The image processing apparatus 1 described above includes, for example, a central processing unit (CPU) 901, a memory 902, a storage 903, a communication device 904, an input device 905, and an output device 906 as shown in FIG. and a general-purpose computer system can be used. In this computer system, the image processing apparatus 1 is realized by the CPU 901 executing a predetermined program loaded on the memory 902 . This program can be recorded on a computer-readable recording medium such as a magnetic disk, optical disk, or semiconductor memory, or distributed via a network.

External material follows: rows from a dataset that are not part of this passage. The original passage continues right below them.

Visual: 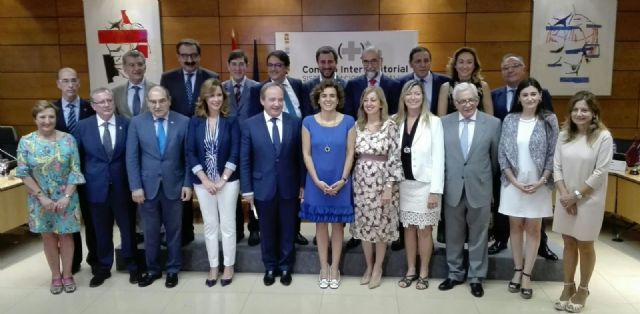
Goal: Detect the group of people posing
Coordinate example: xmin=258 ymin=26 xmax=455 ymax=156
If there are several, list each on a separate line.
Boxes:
xmin=16 ymin=39 xmax=612 ymax=312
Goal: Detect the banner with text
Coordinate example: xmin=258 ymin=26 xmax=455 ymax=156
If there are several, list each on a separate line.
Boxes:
xmin=276 ymin=31 xmax=418 ymax=81
xmin=83 ymin=0 xmax=162 ymax=89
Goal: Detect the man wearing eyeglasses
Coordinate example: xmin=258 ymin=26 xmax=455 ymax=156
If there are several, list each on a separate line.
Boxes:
xmin=344 ymin=46 xmax=402 ymax=119
xmin=489 ymin=53 xmax=558 ymax=261
xmin=160 ymin=38 xmax=218 ymax=246
xmin=438 ymin=82 xmax=500 ymax=298
xmin=55 ymin=68 xmax=96 ymax=274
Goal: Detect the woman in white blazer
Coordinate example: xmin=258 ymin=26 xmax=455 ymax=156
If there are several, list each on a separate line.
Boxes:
xmin=394 ymin=80 xmax=444 ymax=290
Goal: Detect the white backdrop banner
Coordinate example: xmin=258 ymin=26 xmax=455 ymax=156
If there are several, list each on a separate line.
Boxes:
xmin=83 ymin=0 xmax=163 ymax=89
xmin=531 ymin=0 xmax=617 ymax=96
xmin=276 ymin=31 xmax=418 ymax=81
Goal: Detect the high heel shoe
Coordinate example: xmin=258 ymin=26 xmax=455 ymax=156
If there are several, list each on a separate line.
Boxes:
xmin=318 ymin=269 xmax=331 ymax=289
xmin=329 ymin=268 xmax=342 ymax=289
xmin=507 ymin=268 xmax=522 ymax=293
xmin=553 ymin=282 xmax=576 ymax=311
xmin=565 ymin=286 xmax=589 ymax=313
xmin=520 ymin=272 xmax=533 ymax=300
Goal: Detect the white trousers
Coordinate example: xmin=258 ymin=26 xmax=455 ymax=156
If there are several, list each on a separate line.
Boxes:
xmin=193 ymin=180 xmax=240 ymax=268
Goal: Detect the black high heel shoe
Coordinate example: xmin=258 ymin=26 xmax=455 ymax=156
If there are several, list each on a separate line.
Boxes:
xmin=520 ymin=272 xmax=533 ymax=300
xmin=507 ymin=268 xmax=522 ymax=293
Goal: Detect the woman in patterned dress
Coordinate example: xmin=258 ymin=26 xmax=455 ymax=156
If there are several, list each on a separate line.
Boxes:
xmin=350 ymin=87 xmax=402 ymax=289
xmin=16 ymin=100 xmax=85 ymax=294
xmin=394 ymin=80 xmax=444 ymax=290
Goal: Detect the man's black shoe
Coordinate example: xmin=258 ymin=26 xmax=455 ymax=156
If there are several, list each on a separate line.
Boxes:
xmin=89 ymin=274 xmax=111 ymax=288
xmin=280 ymin=270 xmax=292 ymax=286
xmin=247 ymin=231 xmax=260 ymax=246
xmin=469 ymin=282 xmax=484 ymax=298
xmin=438 ymin=278 xmax=462 ymax=291
xmin=164 ymin=273 xmax=178 ymax=288
xmin=488 ymin=240 xmax=507 ymax=255
xmin=538 ymin=244 xmax=558 ymax=261
xmin=294 ymin=232 xmax=309 ymax=245
xmin=138 ymin=273 xmax=162 ymax=287
xmin=262 ymin=270 xmax=276 ymax=286
xmin=345 ymin=237 xmax=361 ymax=250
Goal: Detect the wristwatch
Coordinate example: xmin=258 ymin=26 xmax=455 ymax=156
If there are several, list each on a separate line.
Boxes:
xmin=573 ymin=190 xmax=584 ymax=200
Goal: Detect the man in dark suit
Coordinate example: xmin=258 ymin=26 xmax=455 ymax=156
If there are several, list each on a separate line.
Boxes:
xmin=74 ymin=88 xmax=138 ymax=287
xmin=489 ymin=53 xmax=558 ymax=261
xmin=113 ymin=50 xmax=156 ymax=119
xmin=398 ymin=46 xmax=449 ymax=114
xmin=126 ymin=86 xmax=192 ymax=288
xmin=222 ymin=49 xmax=260 ymax=246
xmin=55 ymin=68 xmax=96 ymax=274
xmin=344 ymin=46 xmax=402 ymax=119
xmin=438 ymin=82 xmax=500 ymax=298
xmin=302 ymin=46 xmax=347 ymax=112
xmin=160 ymin=38 xmax=218 ymax=245
xmin=240 ymin=82 xmax=303 ymax=286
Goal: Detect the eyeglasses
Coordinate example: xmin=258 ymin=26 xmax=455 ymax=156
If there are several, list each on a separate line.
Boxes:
xmin=179 ymin=53 xmax=200 ymax=60
xmin=456 ymin=98 xmax=478 ymax=105
xmin=267 ymin=63 xmax=284 ymax=69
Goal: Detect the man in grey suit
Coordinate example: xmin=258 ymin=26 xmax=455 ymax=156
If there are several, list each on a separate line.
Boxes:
xmin=126 ymin=86 xmax=192 ymax=288
xmin=438 ymin=83 xmax=500 ymax=298
xmin=222 ymin=49 xmax=260 ymax=246
xmin=113 ymin=50 xmax=156 ymax=119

DESCRIPTION OF SYMBOLS 1... Image processing apparatus 11... Input part 12... Arrangement part 13... Classification part 14... Boundary determination part 15... Output part

Claims

An image processing device that generates a foreground image by extracting only a subject from an input image captured by a camera,
an arrangement unit that arranges the three-dimensional model so that when the three-dimensional model having the shape of the subject is projected onto the input image, the three-dimensional model overlaps the subject in the input image;
a classification unit that classifies the input image into a foreground region, a background region, and an unknown region;
For each pixel of the input image that belongs to the unknown region, a score representing whether the pixel is foreground or background is calculated based on the pixel value of the pixel, and the pixel is the projection range of the three-dimensional model. a boundary determining unit that classifies the pixel into the foreground region or the background region by weighting the score based on information about whether the pixel belongs to the foreground region or the background region;
An image processing apparatus comprising an output unit that extracts a group of pixels in the foreground area from the input image and outputs a foreground image in which only the subject is extracted.
The image processing device according to claim 1,
The image processing device, wherein the placement unit transforms the orientation of the three-dimensional model to match the orientation of the subject in the input image.
An image processing method for generating a foreground image by extracting only a subject from an input image captured by a camera,
the computer
arranging the three-dimensional model so that when the three-dimensional model in the shape of the subject is projected onto the input image, the three-dimensional model overlaps the subject in the input image;
classifying the input image into a foreground region, a background region, and an unknown region;
For each pixel of the input image that belongs to the unknown region, a score representing whether the pixel is foreground or background is calculated based on the pixel value of the pixel, and the pixel is the projection range of the three-dimensional model. classify the pixel into the foreground region or the background region by weighting the score based on whether it belongs to
An image processing method comprising: extracting a group of pixels in the foreground area from the input image and outputting a foreground image in which only the subject is extracted.
A program that causes a computer to operate as each part of the image processing apparatus according to claim 1 or 2.